Le 10 mars 2025, le vice-premier ministre de la Défense nationale et Anciens combattants, Guy Kabombo Muadiamvita, a présidé au port de Boma la cérémonie officielle de baptême et de commissionnement du PHM-142, baptisé « Alternance pacifique du 24 janvier 2019 ».

Étaient présents :
• Le lieutenant-général Ychaligonza Nduru, chef d’état-major général adjoint des FARDC en charge des opérations et renseignements,
• L’amiral Kuyandi Lukombo, chef d’état-major de la Force navale,
• Prosper Ntela, vice-gouverneur de la province du Kongo-Central.

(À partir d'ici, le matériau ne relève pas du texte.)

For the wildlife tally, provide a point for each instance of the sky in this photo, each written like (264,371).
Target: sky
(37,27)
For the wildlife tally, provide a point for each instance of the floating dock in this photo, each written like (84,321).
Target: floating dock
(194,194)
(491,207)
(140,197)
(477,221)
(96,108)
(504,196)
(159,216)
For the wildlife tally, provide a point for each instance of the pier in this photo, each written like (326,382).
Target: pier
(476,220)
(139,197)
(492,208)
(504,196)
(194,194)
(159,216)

Dans son allocution, Guy Kabombo Muadiamvita a souligné que ce patrouilleur permettra de renforcer la surveillance des eaux congolaises et de dissuader toute intimidation maritime de la part des pays voisins.

L’acquisition de ce navire de guerre s’inscrit dans la volonté du président Félix Antoine Tshisekedi Tshilombo de moderniser l’armée congolaise dans un contexte de tensions accrues avec ses voisins.

L’Angola annonce des négociations directes entre Kinshasa et le M23

Mardi soir, la présidence angolaise a annoncé qu’elle allait prendre contact avec le M23 afin d’organiser des négociations directes entre le mouvement rebelle et le gouvernement congolais.

Le président angolais João Lourenço, médiateur désigné de l’Union africaine (UA), a rencontré le président congolais Félix Tshisekedi à Luanda. À l’issue de cette rencontre, Luanda a annoncé que « les délégations de la RDC et du M23 pourront mener des négociations directes dans les prochains jours », afin de parvenir à une paix définitive.

Cependant, du côté de Kinshasa, la prudence reste de mise. Tina Salama, porte-parole du président Tshisekedi, a simplement réagi sur X (ex-Twitter) en déclarant : « Nous prenons acte des initiatives annoncées et attendons de voir leur mise en œuvre », sans confirmer la participation officielle de la RDC aux négociations.

Le M23, accusé par des experts de l’ONU d’être soutenu par 4 000 soldats rwandais, contrôle actuellement de vastes territoires dans le Nord-Kivu et le Sud-Kivu, y compris les capitales provinciales Goma et Bukavu.

Le Rwanda face à la menace de sanctions européennes

Alors que les combats se poursuivent dans l’est de la RDC, le Rwanda intensifie son offensive diplomatique en Europe pour contrer d’éventuelles sanctions de l’Union européenne.

Le ministre rwandais des Affaires étrangères, Olivier Nduhungirehe, s’est rendu à Bruxelles les 10 et 11 mars pour rencontrer :
• Kaja Kallas, cheffe de la diplomatie européenne,
• Jozef Sikela, commissaire de l’UE aux Partenariats internationaux.

Lors de ces entretiens, Olivier Nduhungirehe a défendu la position de son pays en affirmant que « le conflit en RDC n’a pas été déclenché par le Rwanda » et que Kigali « n’accepte pas de porter le fardeau des échecs de sécurité et de gouvernance de la RDC ».

De son côté, l’UE continue de faire pression sur Kigali. Lors des discussions, les responsables européens ont rappelé que « le Rwanda doit respecter l’intégrité territoriale de la RDC » et s’engager dans un dialogue avec toutes les parties prenantes.

Des sanctions en suspens

L’UE envisage de sanctionner une entité et neuf personnalités rwandaises, mais elle attend la tenue d’une réunion ministérielle conjointe entre la Communauté de l’Afrique de l’Est (EAC) et la Communauté de développement de l’Afrique australe (SADC) avant de prendre une décision définitive.

Cette réunion, initialement prévue en février, a été repoussée, ce qui permet au Rwanda de gagner du temps diplomatiquement.

La question des sanctions contre Kigali sera au centre des débats du sommet UE-Afrique du Sud, prévu ce jeudi 13 mars au Cap. L’UE pourrait y être critiquée pour son manque de fermeté face à Kigali.

Olivier Nduhungirehe a réagi à cette pression en déclarant :
« L’interprétation erronée et biaisée de la crise, ainsi que les mesures unilatérales contre le Rwanda, ne conduiront pas à une solution ».

Une guerre à un tournant décisif ?

Entre le renforcement des capacités militaires congolaises, l’ouverture de négociations avec le M23, et la pression diplomatique croissante sur Kigali, la guerre en RDC entre dans une phase critique.

Les prochains jours seront déterminants, que ce soit sur le terrain militaire, sur le plan diplomatique ou dans les relations internationales autour du conflit.